Dalam sambutannya, Ketua PPJAI yang juga menjabat sebagai Direktur PT Genta Niaga Wijaya, menyampaikan apresiasi mendalam kepada seluruh tamu undangan. Beliau menekankan pentingnya menjaga identitas lokal di tengah gempuran tren kesehatan modern, sekaligus mendorong digitalisasi serta modernisasi manajemen bagi para pelaku usaha.
Hebatnya, antusiasme tidak hanya datang dari jajaran pejabat. Ruangan penuh sesak oleh kehadiran para mahasiswa (generasi penerus), pengusaha jamu yang tergabung dalam PPJAI, hingga garda terdepan pelestari budaya: para penjual jamu keliling.
ebagai menu utama, sesi talkshow interaktif menghadirkan diskusi hangat mengenai bagaimana mengemas jamu agar relevan dengan gaya hidup generasi muda saat ini. Jamu tidak lagi dipandang kuno; dengan sentuhan sains, riset mendalam, serta strategi branding yang tepat, jamu terbukti mampu bertransformasi menjadi produk skincare, suplemen harian, hingga minuman gaya hidup sehat (lifestyle beverage) yang estetik dan nikmat.

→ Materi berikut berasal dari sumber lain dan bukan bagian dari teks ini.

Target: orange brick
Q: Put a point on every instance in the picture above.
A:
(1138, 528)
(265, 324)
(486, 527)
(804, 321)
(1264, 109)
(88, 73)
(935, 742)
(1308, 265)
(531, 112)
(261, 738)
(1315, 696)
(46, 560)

Regulator dari Balai POM pun memberikan pandangan strategis mengenai kemudahan akses perizinan dan pendampingan bagi UMKM agar produk yang dihasilkan tetap memenuhi standar keamanan tinggi namun tidak kehilangan sentuhan tradisionalnya.

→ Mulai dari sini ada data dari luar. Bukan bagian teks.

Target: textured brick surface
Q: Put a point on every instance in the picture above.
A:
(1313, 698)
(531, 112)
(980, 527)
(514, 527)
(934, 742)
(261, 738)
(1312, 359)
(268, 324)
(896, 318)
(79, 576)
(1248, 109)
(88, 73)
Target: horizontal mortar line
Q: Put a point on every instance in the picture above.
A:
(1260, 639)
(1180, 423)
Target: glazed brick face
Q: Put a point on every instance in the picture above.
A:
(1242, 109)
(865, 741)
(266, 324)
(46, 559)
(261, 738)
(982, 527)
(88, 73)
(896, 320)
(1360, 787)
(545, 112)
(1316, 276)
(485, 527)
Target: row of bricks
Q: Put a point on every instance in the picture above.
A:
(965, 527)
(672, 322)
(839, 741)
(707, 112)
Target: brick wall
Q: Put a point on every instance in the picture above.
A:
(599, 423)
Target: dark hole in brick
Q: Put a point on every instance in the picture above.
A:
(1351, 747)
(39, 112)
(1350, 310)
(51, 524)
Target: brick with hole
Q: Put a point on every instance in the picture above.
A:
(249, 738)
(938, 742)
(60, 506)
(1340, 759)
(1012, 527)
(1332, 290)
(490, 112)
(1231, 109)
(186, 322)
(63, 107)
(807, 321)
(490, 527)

“Inovasi boleh berjalan sejauh mungkin, namun akar tradisi tidak boleh dilepaskan.”
Nilai itulah yang ingin disampaikan panitia melalui kemeriahan lomba permainan jadul (zaman dulu). Kegiatan ini berhasil mencairkan suasana dan menghadirkan tawa di antara para peserta.

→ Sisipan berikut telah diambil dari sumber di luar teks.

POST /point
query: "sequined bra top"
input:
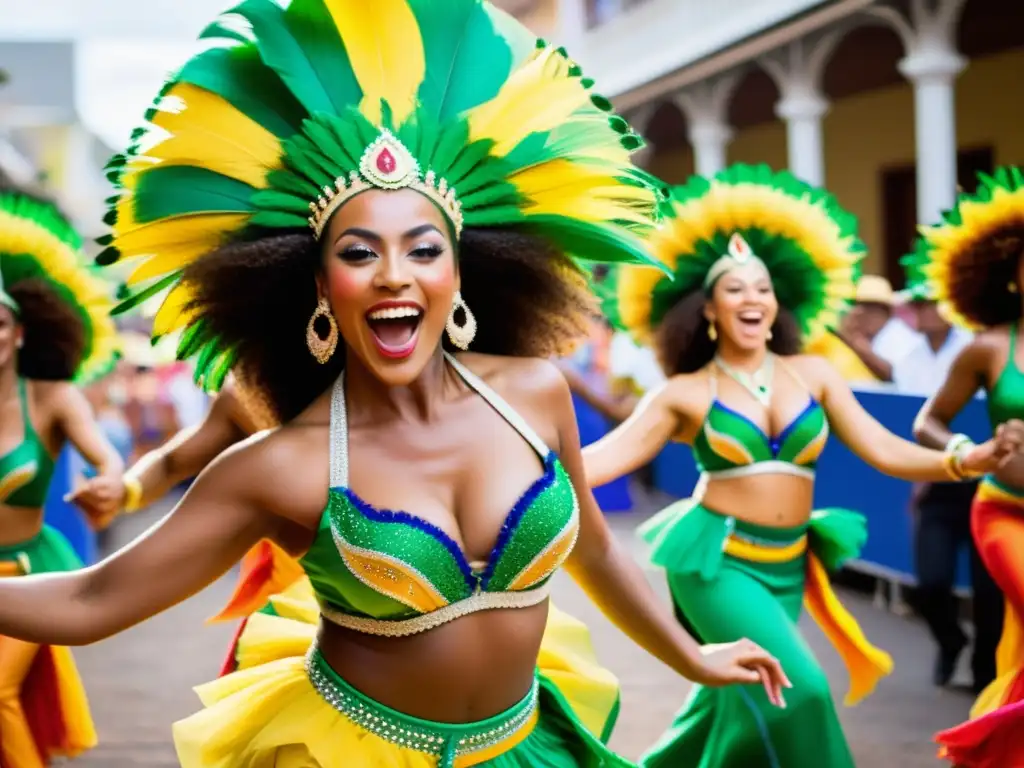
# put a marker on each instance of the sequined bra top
(26, 470)
(393, 573)
(1006, 399)
(729, 444)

Mulai dari mahasiswa hingga para pemilik bisnis melebur jadi satu dalam permainan tradisional. Ini menjadi simbol kuat bahwa melestarikan warisan budaya—baik itu jamu maupun permainan rakyat—adalah tanggung jawab kolektif yang harus dijalani dengan penuh sukacita.
Event PPJAI Pentahelix 2026 telah memberikan cetak biru yang jelas: jamu Indonesia punya potensi tanpa batas untuk menjadi motor penggerak industri wellness nasional bahkan internasional. Dengan dukungan regulasi yang kuat dari BPOM, sokongan kebijakan dari parlemen, riset akademis dari mahasiswa, serta kegigihan para pelaku usaha dan penjual keliling, jamu siap melangkah mantap menuju masa depan.
Mari kita terus dukung produk lokal dan bangga mengonsumsi jamu setiap hari! Selamat Hari Jamu Nasional!